The How Process

How Good is Government? 

How has defined good government as a government that supports and improves the general wellbeing of Islanders fairly and sustainably.  This requires government to:

  • engage with Islanders satisfactorily
  • make reasonable and satisfactory decisions using fair and efficient processes and with reference to best known practices (globally) 
  • manage the Island’s resources and public finances efficiently
  • deliver supporting services in the best way possible, bearing in mind the size of the Island and its population and its public finances
  • take responsibility for areas of delivery
  • acknowledge and own up to failures and learn quickly how to improve delivery

How is Government is falling short? 

We learn about failures in government from personal experience and sometimes through press reports or the reports of individuals and organisations.

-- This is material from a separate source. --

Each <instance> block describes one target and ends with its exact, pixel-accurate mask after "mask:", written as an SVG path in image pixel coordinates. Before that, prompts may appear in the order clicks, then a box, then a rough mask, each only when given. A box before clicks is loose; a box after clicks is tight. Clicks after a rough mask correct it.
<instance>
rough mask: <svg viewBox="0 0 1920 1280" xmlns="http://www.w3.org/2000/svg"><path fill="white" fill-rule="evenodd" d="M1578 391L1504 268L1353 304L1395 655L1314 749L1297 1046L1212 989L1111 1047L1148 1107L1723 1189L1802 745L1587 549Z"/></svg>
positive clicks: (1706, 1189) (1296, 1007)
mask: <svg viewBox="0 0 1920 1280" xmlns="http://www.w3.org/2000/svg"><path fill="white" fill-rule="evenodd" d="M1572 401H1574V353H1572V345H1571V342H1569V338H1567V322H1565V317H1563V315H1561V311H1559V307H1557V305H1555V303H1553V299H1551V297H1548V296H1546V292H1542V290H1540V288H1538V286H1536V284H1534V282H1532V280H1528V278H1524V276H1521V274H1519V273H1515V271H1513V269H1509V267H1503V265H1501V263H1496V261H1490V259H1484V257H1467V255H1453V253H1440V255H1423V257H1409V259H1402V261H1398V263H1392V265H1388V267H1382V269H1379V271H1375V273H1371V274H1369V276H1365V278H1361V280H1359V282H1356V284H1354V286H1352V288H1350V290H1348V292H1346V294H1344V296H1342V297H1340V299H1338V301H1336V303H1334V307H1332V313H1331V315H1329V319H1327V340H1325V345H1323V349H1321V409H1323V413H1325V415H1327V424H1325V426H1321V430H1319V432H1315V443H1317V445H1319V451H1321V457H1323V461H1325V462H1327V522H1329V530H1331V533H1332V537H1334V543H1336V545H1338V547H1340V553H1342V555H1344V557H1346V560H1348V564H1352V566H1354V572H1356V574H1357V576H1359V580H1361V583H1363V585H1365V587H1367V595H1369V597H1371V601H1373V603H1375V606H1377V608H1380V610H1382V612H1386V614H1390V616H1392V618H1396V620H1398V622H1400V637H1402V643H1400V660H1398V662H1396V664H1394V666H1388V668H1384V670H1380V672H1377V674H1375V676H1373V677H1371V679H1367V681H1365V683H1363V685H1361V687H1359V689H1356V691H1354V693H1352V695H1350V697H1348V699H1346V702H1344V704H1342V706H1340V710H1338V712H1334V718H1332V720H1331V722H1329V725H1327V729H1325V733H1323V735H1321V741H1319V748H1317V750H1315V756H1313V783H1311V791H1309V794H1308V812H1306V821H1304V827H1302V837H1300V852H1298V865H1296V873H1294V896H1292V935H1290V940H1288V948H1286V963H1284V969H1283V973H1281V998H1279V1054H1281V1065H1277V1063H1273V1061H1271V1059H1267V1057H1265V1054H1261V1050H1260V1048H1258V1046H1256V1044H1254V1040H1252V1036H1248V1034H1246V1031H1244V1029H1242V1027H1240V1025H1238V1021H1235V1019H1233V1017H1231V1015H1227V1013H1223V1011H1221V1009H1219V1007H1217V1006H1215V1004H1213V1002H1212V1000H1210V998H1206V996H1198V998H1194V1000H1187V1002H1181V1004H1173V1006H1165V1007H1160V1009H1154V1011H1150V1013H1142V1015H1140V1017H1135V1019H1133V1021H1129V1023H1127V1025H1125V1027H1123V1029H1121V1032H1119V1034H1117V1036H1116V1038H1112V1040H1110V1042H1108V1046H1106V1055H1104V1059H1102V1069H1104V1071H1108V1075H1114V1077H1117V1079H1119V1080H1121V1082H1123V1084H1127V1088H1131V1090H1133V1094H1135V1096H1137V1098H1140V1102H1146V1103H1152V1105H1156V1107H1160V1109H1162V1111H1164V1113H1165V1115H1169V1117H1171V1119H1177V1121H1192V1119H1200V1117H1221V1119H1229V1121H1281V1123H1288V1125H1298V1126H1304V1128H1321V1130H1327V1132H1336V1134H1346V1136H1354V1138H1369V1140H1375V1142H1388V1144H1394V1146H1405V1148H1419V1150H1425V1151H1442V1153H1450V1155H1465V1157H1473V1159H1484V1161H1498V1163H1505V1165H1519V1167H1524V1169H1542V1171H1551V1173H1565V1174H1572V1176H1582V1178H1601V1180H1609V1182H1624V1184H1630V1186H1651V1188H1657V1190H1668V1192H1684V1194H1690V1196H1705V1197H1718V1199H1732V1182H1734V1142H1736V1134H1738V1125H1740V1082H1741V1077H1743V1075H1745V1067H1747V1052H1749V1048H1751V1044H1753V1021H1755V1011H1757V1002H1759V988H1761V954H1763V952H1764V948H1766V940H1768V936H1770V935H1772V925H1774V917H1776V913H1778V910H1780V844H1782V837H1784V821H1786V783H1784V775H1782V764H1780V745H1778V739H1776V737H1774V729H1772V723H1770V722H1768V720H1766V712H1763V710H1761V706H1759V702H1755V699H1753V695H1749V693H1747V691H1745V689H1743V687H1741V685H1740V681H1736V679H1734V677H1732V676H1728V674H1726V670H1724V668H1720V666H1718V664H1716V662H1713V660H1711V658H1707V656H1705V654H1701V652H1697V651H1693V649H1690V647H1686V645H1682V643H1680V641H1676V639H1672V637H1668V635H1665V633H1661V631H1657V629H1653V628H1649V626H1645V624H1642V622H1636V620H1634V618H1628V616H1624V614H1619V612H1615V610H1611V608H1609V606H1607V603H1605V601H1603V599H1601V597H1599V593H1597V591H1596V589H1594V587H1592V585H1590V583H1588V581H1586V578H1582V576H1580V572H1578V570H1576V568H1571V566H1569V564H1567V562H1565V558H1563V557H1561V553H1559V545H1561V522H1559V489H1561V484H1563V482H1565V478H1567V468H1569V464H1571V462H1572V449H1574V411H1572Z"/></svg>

How has assessed the generality of personal experiences and the reliability of reports by referring to supporting evidence such as:

  • statistics produced by government’s statistics unit and independent global organisations
  • reports by independent watchdogs such as the Comptroller & Auditor General
  • interviews with people working in key areas of delivery  

There are times when government officers do not admit to failure and avoid publishing evidence of failure. How has avoided on relying on statements published by government that have not been supported by supporting evidence. 

Key problems identified by How include:

  • The quality and delivery of government advice being provided to States Members and services being delivered to the public being adversely affected by:
  • a lack of investment in training
  • a lack of productive output
  • a failure to modernise processes, culture and thinking within government organisations
  • an avoidance of accountability
  • the size and output of the States Assembly overloading the government organisation
  • government organisations being overly-cumbersome and over-bureaucratic
  • States Members being over reliant on government advisers to improve government when it is not the role of those government advisers to make political decisions
  • a lack of public trust in government organisations

What should the States Assembly be doing to remedy the situation?

Once structures and processes that get in the way of good government have been identified, the States Assembly should be putting this right in the only way that it can… without getting caught up in the processes that get in the way. 

This means actively using its power through the passing of laws and propositions to change these structures and processes.

To the extent those laws and propositions need to be implemented and enforced by government’s administration, the States Assembly needs to ensure there are consequences if they are not. That mainly can be achieved through law changes and other propositions.

It for this reason that How has created the Proposition list: to motivate the next set of States Members to take action as a States Assembly to create change rather than wait for other parts of government to create changes in areas where they may not be adequately motivated or supported to do so.